Advertisement

Tesla to supply batteries for electric cars

Share
Times Staff Writer

In a move that could help promote development of batteries for electric and plug-in hybrid cars in the U.S., California’s Tesla Motors Inc. plans to announce a $43-million, two-year deal this morning to supply electric-car batteries to Think, a Norwegian manufacturer of low-speed, electric “city” cars.

The deal is expected to bring San Carlos, Calif.-based electric car maker Tesla’s new battery development unit closer to the production volume needed to foster investment in additional automation equipment for its labor-intensive battery facility in Thailand.

“The more we can produce and sell, the more money we can generate to invest in more robotics” to help lower the cost of the batteries, said Darryl Siry, Tesla’s marketing director.

Advertisement

He said Tesla would be making a profit from the sales of its advanced lithium-ion batteries to Think. The Norwegian company apparently will use a national tax-subsidy program to make its cars affordable to consumers there.

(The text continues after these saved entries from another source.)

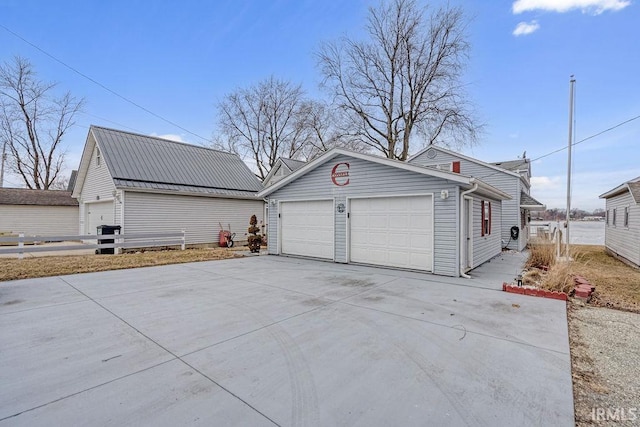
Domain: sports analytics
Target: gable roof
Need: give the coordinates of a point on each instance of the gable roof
(149, 163)
(483, 188)
(292, 164)
(25, 196)
(462, 156)
(514, 165)
(528, 202)
(632, 186)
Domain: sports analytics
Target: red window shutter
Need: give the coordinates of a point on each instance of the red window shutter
(482, 223)
(489, 217)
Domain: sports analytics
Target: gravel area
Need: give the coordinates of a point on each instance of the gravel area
(605, 352)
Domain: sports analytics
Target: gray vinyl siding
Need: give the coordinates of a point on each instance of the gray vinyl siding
(487, 246)
(504, 181)
(39, 220)
(623, 241)
(97, 185)
(198, 216)
(372, 179)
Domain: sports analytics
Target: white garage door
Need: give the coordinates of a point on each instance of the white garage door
(307, 228)
(98, 214)
(392, 231)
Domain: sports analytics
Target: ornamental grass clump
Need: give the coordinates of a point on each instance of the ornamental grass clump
(255, 240)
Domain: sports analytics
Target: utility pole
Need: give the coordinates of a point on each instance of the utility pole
(3, 159)
(572, 83)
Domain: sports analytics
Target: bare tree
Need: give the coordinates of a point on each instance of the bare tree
(404, 81)
(33, 123)
(324, 129)
(263, 122)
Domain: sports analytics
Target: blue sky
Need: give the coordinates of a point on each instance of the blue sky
(178, 59)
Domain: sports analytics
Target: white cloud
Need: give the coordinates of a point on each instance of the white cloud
(524, 28)
(595, 7)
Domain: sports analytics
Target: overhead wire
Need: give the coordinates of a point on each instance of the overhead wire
(113, 92)
(573, 144)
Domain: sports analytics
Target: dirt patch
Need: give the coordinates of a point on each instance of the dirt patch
(14, 269)
(617, 284)
(604, 345)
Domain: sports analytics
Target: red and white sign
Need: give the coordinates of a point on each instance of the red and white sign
(340, 174)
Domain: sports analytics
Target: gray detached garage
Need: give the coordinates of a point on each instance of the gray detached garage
(146, 184)
(356, 208)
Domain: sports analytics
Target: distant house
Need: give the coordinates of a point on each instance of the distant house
(622, 228)
(513, 177)
(38, 212)
(151, 185)
(282, 168)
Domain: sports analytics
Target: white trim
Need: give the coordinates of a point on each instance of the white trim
(469, 246)
(455, 177)
(188, 193)
(618, 190)
(319, 199)
(462, 156)
(388, 196)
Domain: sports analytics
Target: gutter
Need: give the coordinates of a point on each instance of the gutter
(463, 196)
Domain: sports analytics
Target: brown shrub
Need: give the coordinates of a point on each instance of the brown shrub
(541, 255)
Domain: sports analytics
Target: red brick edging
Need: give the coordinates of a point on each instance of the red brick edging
(582, 290)
(534, 292)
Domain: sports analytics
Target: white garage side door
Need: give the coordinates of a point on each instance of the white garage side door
(306, 228)
(98, 214)
(392, 231)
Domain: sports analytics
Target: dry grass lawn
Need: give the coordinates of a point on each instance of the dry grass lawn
(617, 284)
(13, 269)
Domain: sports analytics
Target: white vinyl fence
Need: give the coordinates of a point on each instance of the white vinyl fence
(120, 241)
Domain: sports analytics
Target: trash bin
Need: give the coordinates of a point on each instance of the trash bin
(105, 230)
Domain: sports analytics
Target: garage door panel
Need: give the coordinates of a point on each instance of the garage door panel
(307, 228)
(392, 231)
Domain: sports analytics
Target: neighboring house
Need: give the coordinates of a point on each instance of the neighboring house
(351, 207)
(622, 229)
(151, 185)
(281, 168)
(512, 177)
(38, 212)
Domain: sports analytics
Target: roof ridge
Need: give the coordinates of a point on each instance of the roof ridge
(162, 139)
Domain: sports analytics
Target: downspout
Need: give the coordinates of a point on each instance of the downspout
(461, 225)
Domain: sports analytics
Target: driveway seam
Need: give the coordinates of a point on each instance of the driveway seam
(173, 354)
(455, 328)
(329, 302)
(87, 389)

Lithium-ion batteries store more energy in less space than the nickel-metal hydride batteries now used in most gas-electric hybrid cars. Perfecting them for automotive use is the focus of an industry-wide effort to bring electric cars and more powerful hybrids with extended all-electric range into the market.

But they’re expensive. The 6,831-cell battery packs Tesla makes for the $98,000 limited-production electric roadster it recently began selling cost the company about $25,000 per vehicle, according to industry sources. Siry would only say that the cost of the roadster batteries is “north of $20,000.”

The battery packs to be assembled for Think are much smaller because the company’s two-seat city car is a short-range, lightweight vehicle with a top speed of about 50 mph.

The Tesla roadster is a full-sized two-seat sports car capable of speeds of 130 mph and is expected to achieve a range rating of 200 miles-plus on a single charge.

The deal with Think doesn’t represent the breakthrough in battery technology that automakers such as General Motors Corp. say is needed to make mass-production electric cars feasible.

Advertisement

For that to happen, the cost and energy efficiency of lithium-ion or other types of batteries must be improved beyond what today’s technologies allow, said Ron Cogan, publisher of the San Luis Obispo-based Green Car Journal and a longtime observer of the electric-car movement.

“But any movement is good for the industry,” Cogan said. “You have to start somewhere.”

Cogan questioned the affordability of Think vehicles equipped with Tesla batteries.

But Siry said that electric vehicles in Norway are exempted from a 100% tax on motor vehicles that doubles the price of other cars. The tax break could amount to a subsidy of $20,000 or more per car, depending on Think’s retail pricing.

The cars will be sold in Europe, but not in the U.S.

Ford Motor Co., which owned Think from 1999 to 2002, had experimented with a few hundred of the plastic-bodied cars here, but shipped them back to Norway and unloaded Think to a European investment group after declaring it was unable to make a case for U.S. sales of a 50 mph car with just 50 miles of range on each battery charge.